Finally, you might want to double check your intuition. Assuming you
fix the slew problem, and set the thresholds correctly, it would certainly
not surprise me in a design this size to have 100 nets that could be bad,
given that all the neighbors that can switch at the same time did so, and
in the same direction. Will this ever happen in operation? If the
neighbors are busses it is certainly possible. Even if they are random
logic, a modern chip can easily do 10^17 cycles (300 MHz x 10 years),
so some very unlikely combinations can happen.

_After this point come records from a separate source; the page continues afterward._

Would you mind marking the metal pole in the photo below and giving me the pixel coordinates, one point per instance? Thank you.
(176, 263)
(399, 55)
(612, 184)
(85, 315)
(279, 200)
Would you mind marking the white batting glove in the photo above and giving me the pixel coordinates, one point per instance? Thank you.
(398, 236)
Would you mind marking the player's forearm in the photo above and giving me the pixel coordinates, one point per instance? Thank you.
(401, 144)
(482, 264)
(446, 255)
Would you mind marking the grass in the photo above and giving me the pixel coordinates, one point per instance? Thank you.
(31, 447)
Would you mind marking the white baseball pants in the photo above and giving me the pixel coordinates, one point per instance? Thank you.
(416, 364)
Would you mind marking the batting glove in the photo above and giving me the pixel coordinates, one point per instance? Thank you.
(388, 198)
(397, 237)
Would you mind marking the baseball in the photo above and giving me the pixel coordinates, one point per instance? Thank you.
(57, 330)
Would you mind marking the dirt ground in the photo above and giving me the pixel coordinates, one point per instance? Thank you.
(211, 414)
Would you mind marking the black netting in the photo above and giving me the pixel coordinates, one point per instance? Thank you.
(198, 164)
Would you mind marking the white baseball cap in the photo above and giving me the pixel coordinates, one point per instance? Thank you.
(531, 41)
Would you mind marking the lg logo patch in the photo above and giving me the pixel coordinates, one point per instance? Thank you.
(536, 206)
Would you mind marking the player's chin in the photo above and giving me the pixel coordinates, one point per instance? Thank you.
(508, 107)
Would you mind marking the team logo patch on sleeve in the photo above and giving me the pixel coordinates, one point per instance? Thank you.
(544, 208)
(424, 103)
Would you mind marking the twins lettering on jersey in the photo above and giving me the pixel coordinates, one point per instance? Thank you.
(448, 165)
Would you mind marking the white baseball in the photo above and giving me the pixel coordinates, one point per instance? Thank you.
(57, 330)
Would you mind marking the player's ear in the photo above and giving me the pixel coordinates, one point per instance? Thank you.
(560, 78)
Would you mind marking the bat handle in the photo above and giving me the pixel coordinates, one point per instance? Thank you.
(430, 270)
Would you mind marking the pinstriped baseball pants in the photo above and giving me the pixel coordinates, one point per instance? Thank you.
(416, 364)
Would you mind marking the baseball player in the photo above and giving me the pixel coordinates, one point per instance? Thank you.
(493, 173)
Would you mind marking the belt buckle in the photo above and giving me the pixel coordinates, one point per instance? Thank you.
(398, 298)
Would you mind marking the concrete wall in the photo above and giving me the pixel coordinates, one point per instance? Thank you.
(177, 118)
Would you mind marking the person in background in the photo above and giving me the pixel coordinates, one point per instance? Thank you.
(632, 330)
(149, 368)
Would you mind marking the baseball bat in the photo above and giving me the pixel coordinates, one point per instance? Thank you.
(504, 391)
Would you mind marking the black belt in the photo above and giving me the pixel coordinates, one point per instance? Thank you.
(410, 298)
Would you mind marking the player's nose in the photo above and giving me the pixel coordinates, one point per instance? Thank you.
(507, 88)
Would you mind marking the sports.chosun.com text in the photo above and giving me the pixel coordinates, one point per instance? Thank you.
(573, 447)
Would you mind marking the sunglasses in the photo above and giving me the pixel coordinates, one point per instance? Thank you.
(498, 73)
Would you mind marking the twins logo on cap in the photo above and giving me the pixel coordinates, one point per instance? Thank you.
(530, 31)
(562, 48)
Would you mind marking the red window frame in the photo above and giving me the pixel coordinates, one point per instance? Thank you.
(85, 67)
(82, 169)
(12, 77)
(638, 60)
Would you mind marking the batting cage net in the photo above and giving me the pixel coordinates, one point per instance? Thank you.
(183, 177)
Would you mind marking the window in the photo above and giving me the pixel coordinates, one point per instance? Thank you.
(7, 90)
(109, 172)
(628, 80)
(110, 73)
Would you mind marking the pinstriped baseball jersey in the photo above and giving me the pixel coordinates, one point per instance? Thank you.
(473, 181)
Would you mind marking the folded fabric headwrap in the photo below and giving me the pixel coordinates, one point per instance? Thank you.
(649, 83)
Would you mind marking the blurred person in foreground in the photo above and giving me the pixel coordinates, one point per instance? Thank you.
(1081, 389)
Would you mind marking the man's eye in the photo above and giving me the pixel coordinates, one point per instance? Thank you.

Of course the application has a strong impact on whether you care about
these unlikely occurances. In a video processor, one bad pixel every
few seconds would never be noticed. In a PC, one error per year would be
totally swamped by the software error rate. If you are building a
pacemaker, though, you might want to fix every single possible crosstalk
problem, no matter how unlikely.
> Part of the trouble with all of this is the incredible lack of data in
> the industry on what to expect in real live designs. Virtually all the
> data I've come across is from contrived layout topologies on test chips
> or from microprocessors with manual or heavily programmed routing.
> That just isn't an option in ASIC design. I haven't found anybody who
> can knowledgably tell me what kind of cross-capacitance issues to expect
> in automatically routed logic. It gets down to religion. Some people say
> that because this type of routing results in large numbers of extremely
> small aggressors, the cross-capacitance can be neglected (the aggressors
> will never all aggress at the same time). Sounds good. But I sit here
> and look at the routing fanning in and out of some of my memories and
> MUXes, and there are long stretches of massive adjacency. I think the
> large-#-of-small-aggressors argument just doesn't hold up across the
> die. Even in this random routing, there are instances of great
> regularity.
Silicon Ensemble sums all the aggressors, no matter how small, for exactly
this reason. For example, you might have a signal that runs across a 256
bit bus. Though each capacitor is very small, in this case they all might
change in the same direction at the same time, and the small Cs cannot be
neglected.
Then, of course, users complain that the crosstalk analysis is reporting
too many potential errors.
> The second argument I've come across is that odds are against all these
> lines having the appropriate phase relationship to clobber each other.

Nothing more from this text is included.